Locality Preserving Projections in Python

lpproj is a Python implementation of Locality Preserving Projections, built to be compatible with scikit-learn. It can be installed with pip; e.g.

pip install lpproj

For more information, see http://github.com/jakevdp/lpproj

This notebook contains a very short example showing the use of the code.

In [1]:
%matplotlib inline
import numpy as np
import matplotlib.pyplot as plt

The Data

We'll use scikit-learn and create some data consisting of blobs in 300 dimensions:

In [2]:
from sklearn.datasets import make_blobs

X, y = make_blobs(1000, n_features=300, centers=4,
                  cluster_std=8, random_state=42)

Random Projections

If we select a few random two-dimensional projections, we can see that the clusters overlap significantly along any particular "line-of-sight" into the high-dimensional data:

In [3]:
fig, ax = plt.subplots(2, 2, figsize=(10, 10))
rand = np.random.RandomState(42)

for axi in ax.flat:
    i, j = rand.randint(X.shape[1], size=2)
    axi.scatter(X[:, i], X[:, j], c=y)

Locality Preserving Projection

We can find a projection that preserves the locality of the points using the LocalityPreservingProjection estimator; here we'll project the data into two dimensions:

In [4]:
from lpproj import LocalityPreservingProjection
lpp = LocalityPreservingProjection(n_components=2)

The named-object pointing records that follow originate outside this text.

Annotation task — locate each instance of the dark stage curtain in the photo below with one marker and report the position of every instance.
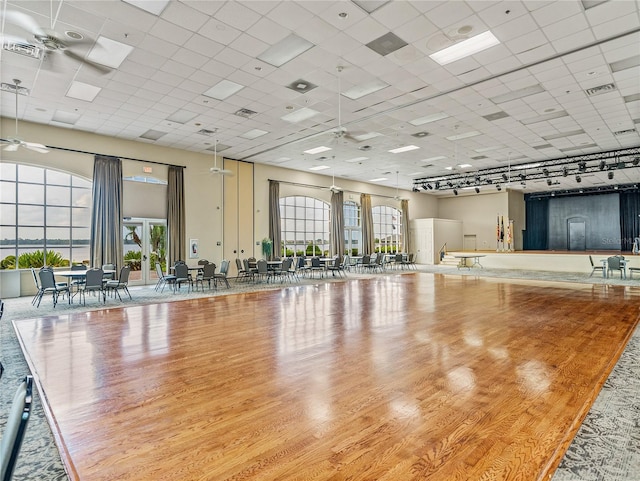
(629, 220)
(536, 235)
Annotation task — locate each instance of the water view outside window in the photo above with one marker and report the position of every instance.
(387, 229)
(305, 226)
(352, 229)
(44, 217)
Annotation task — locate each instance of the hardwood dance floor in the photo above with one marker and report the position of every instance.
(408, 377)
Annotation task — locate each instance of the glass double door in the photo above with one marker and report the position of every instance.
(144, 244)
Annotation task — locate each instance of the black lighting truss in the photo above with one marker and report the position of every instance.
(544, 169)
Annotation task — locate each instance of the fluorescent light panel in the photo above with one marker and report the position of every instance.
(429, 118)
(463, 49)
(83, 91)
(406, 148)
(471, 133)
(317, 150)
(300, 115)
(254, 134)
(223, 90)
(285, 50)
(360, 91)
(152, 6)
(109, 52)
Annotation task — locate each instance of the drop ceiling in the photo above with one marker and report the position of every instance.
(273, 79)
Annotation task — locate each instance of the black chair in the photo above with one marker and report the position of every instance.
(181, 271)
(594, 267)
(121, 283)
(163, 279)
(222, 274)
(616, 263)
(48, 285)
(94, 282)
(15, 428)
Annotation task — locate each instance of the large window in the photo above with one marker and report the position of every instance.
(387, 229)
(44, 217)
(352, 229)
(305, 226)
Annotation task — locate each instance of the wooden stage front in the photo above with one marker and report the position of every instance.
(398, 377)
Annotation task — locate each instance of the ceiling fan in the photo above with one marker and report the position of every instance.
(215, 170)
(15, 142)
(50, 41)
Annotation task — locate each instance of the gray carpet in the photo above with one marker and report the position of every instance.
(606, 448)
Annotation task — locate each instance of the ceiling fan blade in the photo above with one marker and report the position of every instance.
(96, 66)
(36, 147)
(24, 21)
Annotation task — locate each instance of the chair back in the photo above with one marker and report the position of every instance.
(94, 277)
(15, 428)
(208, 270)
(262, 266)
(47, 279)
(181, 271)
(124, 274)
(35, 278)
(224, 267)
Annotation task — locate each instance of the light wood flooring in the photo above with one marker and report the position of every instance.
(407, 377)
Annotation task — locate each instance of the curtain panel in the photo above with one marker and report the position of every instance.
(406, 240)
(336, 239)
(106, 215)
(176, 230)
(275, 227)
(368, 240)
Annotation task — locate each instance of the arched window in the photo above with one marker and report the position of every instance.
(44, 214)
(352, 228)
(305, 226)
(387, 229)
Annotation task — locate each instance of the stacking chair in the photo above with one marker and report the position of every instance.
(49, 285)
(94, 282)
(163, 279)
(181, 271)
(206, 274)
(122, 282)
(616, 263)
(15, 428)
(595, 268)
(221, 274)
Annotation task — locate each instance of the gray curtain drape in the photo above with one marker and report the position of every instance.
(336, 241)
(406, 240)
(106, 214)
(176, 230)
(368, 240)
(275, 229)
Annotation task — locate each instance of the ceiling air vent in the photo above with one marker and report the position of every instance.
(246, 113)
(25, 49)
(625, 132)
(600, 89)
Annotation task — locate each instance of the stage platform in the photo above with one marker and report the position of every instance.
(555, 261)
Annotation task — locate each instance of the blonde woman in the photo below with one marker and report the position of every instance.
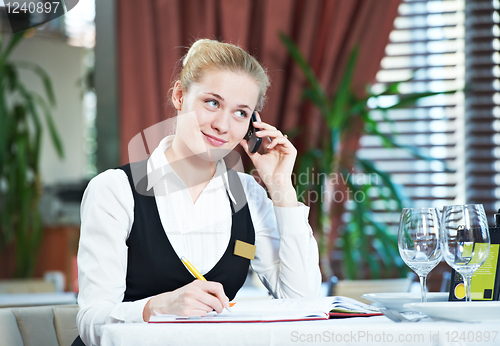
(132, 240)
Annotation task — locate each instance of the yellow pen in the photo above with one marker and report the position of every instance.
(192, 269)
(197, 274)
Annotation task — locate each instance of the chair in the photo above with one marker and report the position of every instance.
(41, 325)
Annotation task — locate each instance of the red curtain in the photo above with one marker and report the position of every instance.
(154, 34)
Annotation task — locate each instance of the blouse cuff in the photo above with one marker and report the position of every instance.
(293, 221)
(130, 311)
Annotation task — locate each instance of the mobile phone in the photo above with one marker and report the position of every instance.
(253, 141)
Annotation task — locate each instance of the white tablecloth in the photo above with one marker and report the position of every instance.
(377, 330)
(32, 299)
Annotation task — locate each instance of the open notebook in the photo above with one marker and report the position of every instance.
(276, 310)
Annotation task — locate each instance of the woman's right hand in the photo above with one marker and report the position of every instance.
(194, 299)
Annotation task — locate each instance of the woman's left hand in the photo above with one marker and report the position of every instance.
(275, 166)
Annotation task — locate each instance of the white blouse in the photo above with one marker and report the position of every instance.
(286, 257)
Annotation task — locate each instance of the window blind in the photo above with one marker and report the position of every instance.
(426, 52)
(482, 112)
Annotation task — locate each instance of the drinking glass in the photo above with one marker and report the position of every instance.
(418, 242)
(466, 240)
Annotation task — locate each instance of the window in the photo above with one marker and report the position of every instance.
(443, 46)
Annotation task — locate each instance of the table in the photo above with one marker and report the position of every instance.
(32, 299)
(377, 330)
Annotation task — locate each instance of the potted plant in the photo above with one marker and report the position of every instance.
(369, 248)
(21, 130)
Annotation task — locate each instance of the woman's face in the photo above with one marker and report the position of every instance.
(215, 113)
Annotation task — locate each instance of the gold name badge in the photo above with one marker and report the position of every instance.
(244, 250)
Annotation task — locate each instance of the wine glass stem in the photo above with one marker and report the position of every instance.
(467, 283)
(423, 282)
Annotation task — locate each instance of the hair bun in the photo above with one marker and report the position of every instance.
(195, 47)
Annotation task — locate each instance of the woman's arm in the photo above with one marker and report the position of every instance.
(107, 216)
(286, 257)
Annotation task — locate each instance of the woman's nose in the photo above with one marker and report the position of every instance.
(220, 122)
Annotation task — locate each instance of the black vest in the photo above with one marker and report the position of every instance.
(154, 267)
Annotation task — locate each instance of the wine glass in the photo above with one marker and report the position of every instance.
(466, 240)
(418, 242)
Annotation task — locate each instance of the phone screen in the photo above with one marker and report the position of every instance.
(253, 141)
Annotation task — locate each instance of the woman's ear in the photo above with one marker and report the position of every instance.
(177, 95)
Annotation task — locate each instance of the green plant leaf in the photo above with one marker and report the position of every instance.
(343, 95)
(14, 41)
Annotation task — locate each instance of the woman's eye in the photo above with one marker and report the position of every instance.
(241, 114)
(213, 103)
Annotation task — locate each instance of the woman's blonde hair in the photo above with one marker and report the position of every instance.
(207, 54)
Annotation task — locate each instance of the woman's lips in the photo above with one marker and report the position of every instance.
(214, 140)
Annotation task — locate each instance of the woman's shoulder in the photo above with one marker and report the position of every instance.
(253, 190)
(112, 179)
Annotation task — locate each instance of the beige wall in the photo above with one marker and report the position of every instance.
(64, 65)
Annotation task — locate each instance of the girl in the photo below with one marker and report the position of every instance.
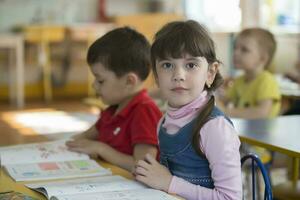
(199, 148)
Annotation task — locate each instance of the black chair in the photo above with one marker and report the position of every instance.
(257, 165)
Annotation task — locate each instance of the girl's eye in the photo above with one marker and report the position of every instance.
(244, 49)
(167, 65)
(191, 65)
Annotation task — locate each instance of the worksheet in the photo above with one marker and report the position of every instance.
(56, 170)
(38, 153)
(139, 194)
(85, 186)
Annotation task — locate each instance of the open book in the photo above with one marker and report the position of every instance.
(38, 152)
(105, 188)
(56, 170)
(48, 160)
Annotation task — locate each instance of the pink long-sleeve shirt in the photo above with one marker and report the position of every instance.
(220, 144)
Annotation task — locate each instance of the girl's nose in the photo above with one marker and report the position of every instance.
(178, 74)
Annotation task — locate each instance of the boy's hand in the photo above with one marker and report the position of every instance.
(152, 173)
(90, 147)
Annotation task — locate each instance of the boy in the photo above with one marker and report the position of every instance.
(255, 94)
(126, 130)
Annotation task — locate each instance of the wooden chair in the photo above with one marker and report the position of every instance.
(257, 165)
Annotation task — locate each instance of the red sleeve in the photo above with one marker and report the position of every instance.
(144, 124)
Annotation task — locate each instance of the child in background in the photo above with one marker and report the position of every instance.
(294, 75)
(126, 130)
(255, 94)
(199, 147)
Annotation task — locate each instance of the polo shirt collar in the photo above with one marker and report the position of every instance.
(134, 101)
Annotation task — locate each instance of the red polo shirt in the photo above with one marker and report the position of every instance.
(134, 124)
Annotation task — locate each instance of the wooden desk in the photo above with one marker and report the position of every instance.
(9, 136)
(281, 134)
(16, 78)
(7, 184)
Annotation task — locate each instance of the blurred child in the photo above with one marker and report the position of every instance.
(294, 105)
(126, 130)
(199, 148)
(255, 94)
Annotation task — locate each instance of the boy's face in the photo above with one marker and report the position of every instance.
(110, 88)
(247, 54)
(182, 80)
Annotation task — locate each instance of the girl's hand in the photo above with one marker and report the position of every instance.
(152, 173)
(90, 147)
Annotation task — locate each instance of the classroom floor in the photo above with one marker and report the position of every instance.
(12, 131)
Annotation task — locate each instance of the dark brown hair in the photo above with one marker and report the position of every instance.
(180, 37)
(121, 51)
(264, 38)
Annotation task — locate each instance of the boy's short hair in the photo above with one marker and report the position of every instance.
(265, 39)
(121, 51)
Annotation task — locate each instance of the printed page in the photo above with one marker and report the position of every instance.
(85, 185)
(140, 194)
(38, 152)
(56, 170)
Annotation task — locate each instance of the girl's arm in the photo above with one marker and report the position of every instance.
(220, 143)
(262, 110)
(109, 154)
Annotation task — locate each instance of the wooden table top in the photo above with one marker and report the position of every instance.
(281, 134)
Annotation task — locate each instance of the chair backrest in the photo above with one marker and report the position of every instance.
(256, 164)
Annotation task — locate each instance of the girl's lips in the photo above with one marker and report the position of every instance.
(177, 89)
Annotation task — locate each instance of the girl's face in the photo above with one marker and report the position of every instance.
(182, 80)
(247, 54)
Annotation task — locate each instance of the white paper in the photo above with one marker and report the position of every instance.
(85, 186)
(53, 122)
(140, 194)
(56, 170)
(38, 152)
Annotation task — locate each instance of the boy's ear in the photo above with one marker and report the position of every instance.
(212, 71)
(131, 79)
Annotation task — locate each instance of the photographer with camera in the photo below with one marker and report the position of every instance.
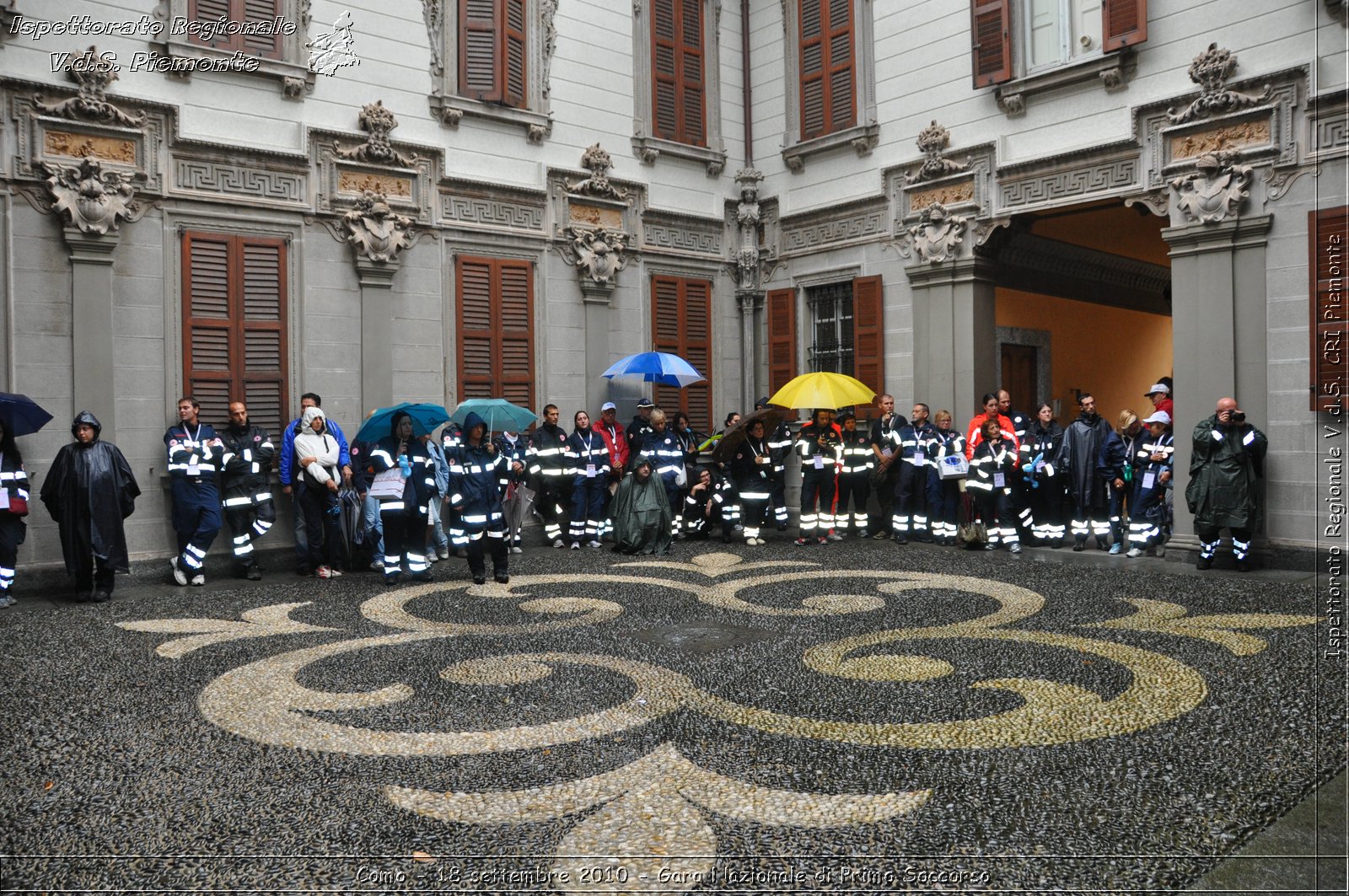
(1224, 482)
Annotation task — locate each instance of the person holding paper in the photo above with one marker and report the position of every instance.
(822, 451)
(589, 456)
(992, 469)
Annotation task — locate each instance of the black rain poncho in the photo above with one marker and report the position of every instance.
(89, 491)
(641, 516)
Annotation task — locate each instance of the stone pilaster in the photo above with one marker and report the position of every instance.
(92, 335)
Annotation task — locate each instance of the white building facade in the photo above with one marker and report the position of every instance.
(501, 197)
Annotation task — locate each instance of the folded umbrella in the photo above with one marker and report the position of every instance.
(424, 415)
(823, 390)
(498, 413)
(661, 368)
(20, 415)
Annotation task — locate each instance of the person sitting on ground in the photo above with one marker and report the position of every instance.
(641, 514)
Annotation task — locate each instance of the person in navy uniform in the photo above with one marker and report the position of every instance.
(243, 480)
(195, 458)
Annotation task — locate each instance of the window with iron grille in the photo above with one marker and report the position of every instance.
(831, 327)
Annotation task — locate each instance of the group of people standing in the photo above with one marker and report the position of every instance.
(1027, 476)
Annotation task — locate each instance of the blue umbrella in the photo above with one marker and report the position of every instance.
(656, 368)
(497, 413)
(20, 415)
(425, 419)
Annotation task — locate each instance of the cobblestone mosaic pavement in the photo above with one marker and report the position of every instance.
(850, 718)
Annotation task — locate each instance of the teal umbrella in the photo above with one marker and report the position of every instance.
(424, 415)
(498, 413)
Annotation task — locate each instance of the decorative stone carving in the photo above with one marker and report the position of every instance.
(1211, 71)
(378, 121)
(748, 220)
(89, 199)
(932, 141)
(94, 73)
(598, 254)
(598, 162)
(1216, 190)
(374, 229)
(937, 233)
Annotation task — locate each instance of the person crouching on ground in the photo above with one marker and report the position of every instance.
(476, 493)
(317, 456)
(992, 469)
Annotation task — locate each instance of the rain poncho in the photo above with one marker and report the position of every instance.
(89, 491)
(641, 516)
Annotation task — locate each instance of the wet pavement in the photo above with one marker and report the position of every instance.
(842, 718)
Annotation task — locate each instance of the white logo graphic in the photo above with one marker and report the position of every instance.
(331, 51)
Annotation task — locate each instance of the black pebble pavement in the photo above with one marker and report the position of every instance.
(115, 781)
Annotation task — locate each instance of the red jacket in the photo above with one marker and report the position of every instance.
(975, 436)
(615, 443)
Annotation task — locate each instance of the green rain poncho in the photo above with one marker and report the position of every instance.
(641, 516)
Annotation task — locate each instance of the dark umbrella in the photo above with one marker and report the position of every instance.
(728, 444)
(20, 415)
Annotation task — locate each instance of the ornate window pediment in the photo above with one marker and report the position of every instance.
(281, 56)
(490, 60)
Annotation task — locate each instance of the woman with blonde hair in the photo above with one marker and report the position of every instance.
(1116, 469)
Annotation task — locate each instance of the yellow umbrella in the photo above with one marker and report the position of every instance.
(823, 390)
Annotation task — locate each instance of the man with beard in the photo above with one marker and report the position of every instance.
(195, 453)
(89, 491)
(551, 469)
(243, 483)
(1077, 463)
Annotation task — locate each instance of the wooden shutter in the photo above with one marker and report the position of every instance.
(829, 99)
(235, 325)
(782, 338)
(496, 330)
(261, 45)
(681, 325)
(1329, 239)
(1124, 24)
(479, 53)
(868, 332)
(992, 33)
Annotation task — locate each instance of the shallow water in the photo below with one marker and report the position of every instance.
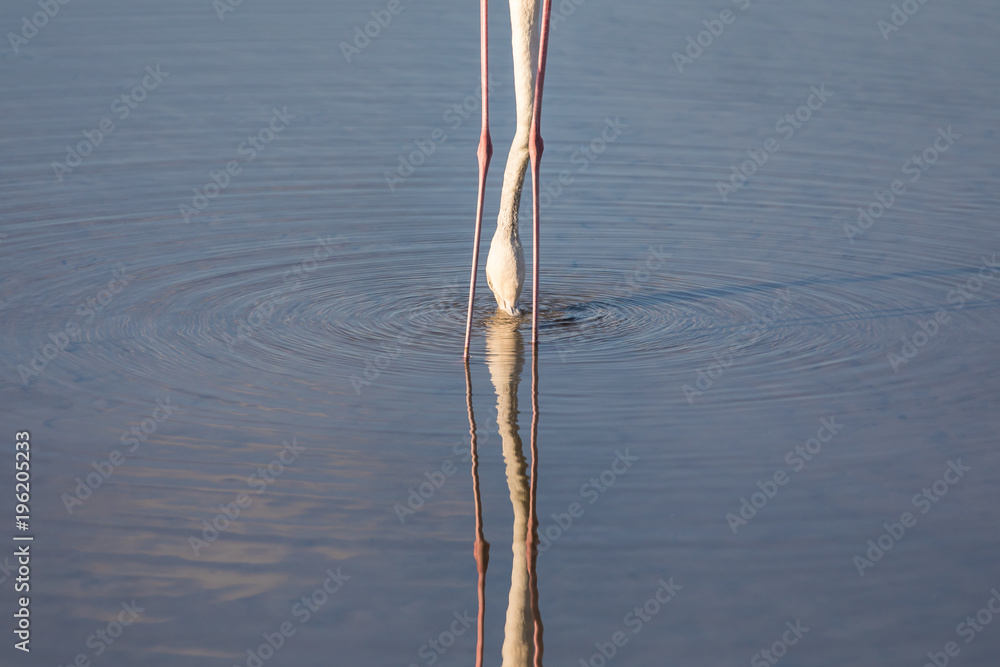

X_2D = lpp.fit_transform(X)

Plotting this projection, we confirm that it has kept nearby points together, as represented by the distinct clusters visible in the projection:

In [5]:
plt.scatter(X_2D[:, 0], X_2D[:, 1], c=y)

plt.title("Projected from 500->2 dimensions");

For more information, see the Locality Preserving Projection website

Comparison with PCA

Of course, there are well-known tools that can do very similar things: for example, a standard Principal Component Analysis projection produces much the same results in this case:

In [6]:
from sklearn.decomposition import PCA
Xpca = PCA(n_components=2).fit_transform(X)
plt.scatter(Xpca[:, 0], Xpca[:, 1], c=y);

It is important to keep in mind, though, that these are two fundamentally different models: PCA finds a linear projection which maximizes the preserved variance in the data. LPP finds a linear projection which maximizes the preserved locality in the data.

Where PCA and LPP Differ

The difference between the two can be made more clear by looking at data with different properties. One example is data with outliers. Because PCA is a variance-based method, it is strongly affected by the presence of outliers. LPP, on the other hand, focuses on preserving local neighborhoods and thus outliers do not have as strong an effect.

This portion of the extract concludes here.